Discussing the impact of including community health workers in introducing digital health in Africa, Enya Seguin, Delft Imaging’s Manager for BabyChecker, says, “With BabyChecker, the possibility for midwives to become micro-entrepreneurs is an exciting prospect. Midwives could scan pregnant women during antenatal care check-ups at home and charge for that service. Health workers in Africa are severely underpaid. It’s clear that unless considerable changes are made, we can’t solely rely on the current government institutions to allocate the right amounts to pay our health workers. They are a structural pillar of the healthcare ecosystem and communities!” 
TB Screening in the Comunidad Maká community, Paraguay
This sense of entrepreneurship and ownership towards community health can also be witnessed in the Shirati Foundation’s the Bonesetter Project. As a part of the project, the foundation is setting up a household survey that comprises of 16 local Tanzanian women. By equipping them with new skills and employment opportunities, through training, the project supports their personal development, while giving them the opportunity to care for their community. With a help of our portable x-ray machine, they confirm fractures and the lack thereof, at the participant’s home. 
Simply put, communities can design, implement, and evaluate community-based solutions that advance health equity. Community health workers play a crucial role as the first line of defense against infectious diseases and offer valuable insights for planning community health programs.

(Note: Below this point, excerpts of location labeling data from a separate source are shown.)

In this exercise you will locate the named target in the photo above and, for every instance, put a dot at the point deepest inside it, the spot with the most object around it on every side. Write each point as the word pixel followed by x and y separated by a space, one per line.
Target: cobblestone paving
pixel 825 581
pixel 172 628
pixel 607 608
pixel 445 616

During a recent Delft Webinar, Dr. Banyar Maung, a scientist from the Shoklo Malaria Research Unit, discussed how various socio-economic factors affected the TB screening project and were taken into account. “Our target populations are migrants from Myanmar living in remote Thai villages. They find getting screened for TB and other health issues challenging, as many are illegal migrants with travel restrictions. Thus, they are not included in Thailand’s health system. We go to them since sending them to a clinic is difficult. So, we are doing both active and passive case findings. We use CAD4TB in free screening in the villages and our two TB clinics- one on each side of the Thailand-Myanmar border.”
Community engagement is the backbone of our existing health infrastructure. They influence and encourage fellow community sections to seek medical help. But it can only happen if everyone, including the public, governments, and civil society groups, come together to build a safer, healthier, more equitable world tomorrow.